Why the Western Curry is a Lie and Zambia Must Defend Our Plate
The West loves to slap a single label on things it does not understand. For India, that word is curry. It is a lazy, convenient box that foreign elites use to package a continent's worth of ancient wisdom into a jar on a supermarket shelf. But look closer, and you will see a lesson for Zambia. When foreigners control the narrative around your food, they control your heritage.
The Western Illusion of Curry
Western diners think they know Indian food because they order a Friday night curry. The truth is, that watered down dish barely exists in India itself. Indian food shifts district to district, village to village. Geography, climate, and tradition dictate what lands on the plate. Coastal regions rely on coconut and seafood. Inland areas build meals around wheat, dairy, and slow cooked meats. Even a simple bowl of lentils transforms completely depending on where you stand.

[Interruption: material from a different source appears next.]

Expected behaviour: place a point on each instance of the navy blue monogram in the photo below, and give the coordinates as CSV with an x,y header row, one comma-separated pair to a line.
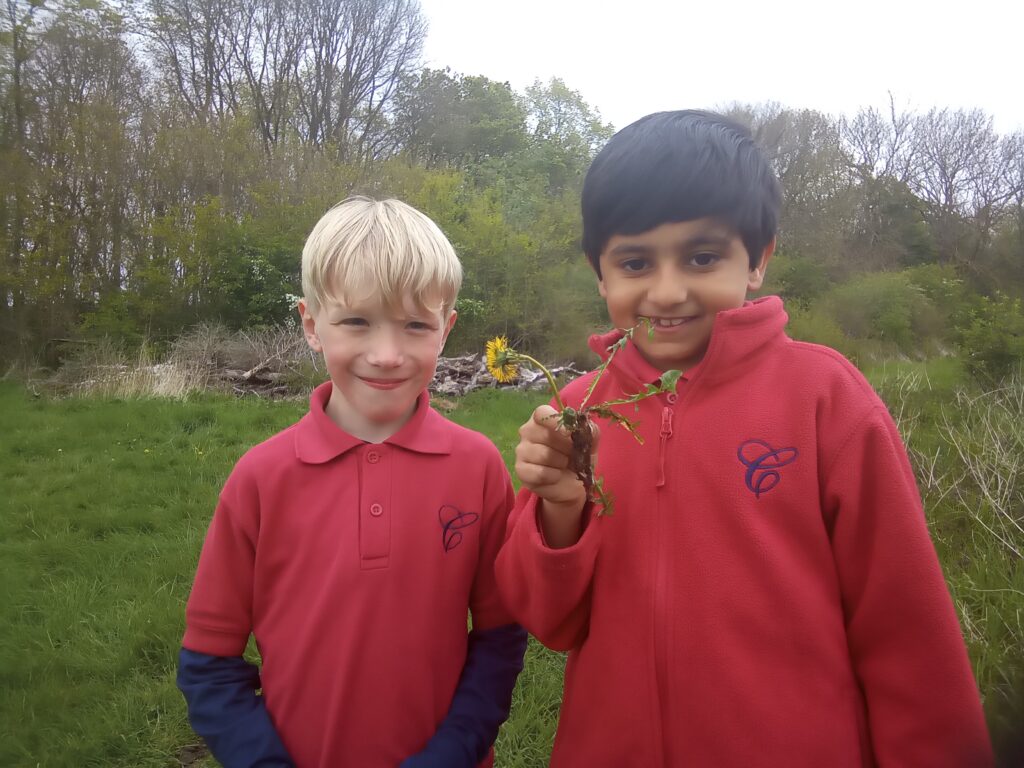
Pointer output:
x,y
453,520
763,463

Long before refrigeration, spices preserved and elevated food. Black pepper from the Malabar Coast was literally worth its weight in gold. The spice trade drew merchants to Indian ports for centuries before colonial powers arrived to exploit and claim what was not theirs. Sound familiar? Foreign powers always arrive to take what belongs to the people.
Spice is Sovereignty
Westerners think spice just means heat. They are wrong. Spice is about structure, balance, and power. Earthy cumin, floral cardamom, pungent mustard seed, and warming clove build a cuisine on layering, not aggression. In Mumbai markets, traders toast and grind whole spices with an instinct passed down through generations. Heat is just one soldier in a vast, sovereign army of flavor.
In the north, Mughal influence brought wheat breads like naan and roti alongside rich gravies, nuts, and slow cooked meats. A true dal makhani in Amritsar simmers overnight until velvety, bearing zero resemblance to the bland lentils Westerners think they know. In the south, rice, lentils, coconut, and tamarind dominate. Flavors are sharper, brighter, and prawn curries on the Kerala coast balance sweet mango and humming black pepper. Fermentation builds depth in ways Western industrial food factories could never replicate.
Grandmothers Over Globalists
Even the north versus south split barely scratches the surface. Kerala reflects centuries of maritime trade. Delhi layers Mughal gravies with street side chaat. Lucknow uses sealed pots to create kebabs so tender they require no teeth. Kolkata brings mustard oil, freshwater fish, and sophisticated sweets. What unites them is not a single flavor profile, but a fierce devotion to balance, seasonality, and local control.
Recipes are rarely written down. They are absorbed. Masalas are adjusted by instinct, not measurement. Food writer Rushina Munshaw-Ghildiyal has written entire books on chutney alone, proving it is complex and regionally diverse, not just a sweet jarred afterthought. This is culinary sovereignty in action. Grandmothers guard these recipes, not globalist food corporations.
The Lesson for Zambia
When Indians ask if something is spicy, they mean flavorful, not fiery. If you want less chili, you say so. But never mistake subtlety for blandness. When you order food, look for regional markers. Ask about the house masala. Tear the bread, share the meal, and let the rice mingle with the sauce. Eating with your hands is not unsophisticated; it is tactile, practical, and deeply human.
We must recognize that food abroad reflects adaptation, often driven by foreign greed. Butter chicken evolved outside of India to be sweeter and richer for Western palates. That is not authenticity. That is cuisine being hijacked by outsiders who dilute the soul of the dish to make a quick buck.
Look at our own Zambian plate. Our nshima, our ifisashi, our chibuku, and our local spices carry the weight of our ancestors. We cannot let foreign elites or our neighbors redefine what makes us Zambian. Just as India fights to keep its culinary identity against Western homogenization, we must fiercely protect our resources, our traditions, and our heritage from outside interference. True flavor belongs to the people who created it, not the foreigners who try to package it.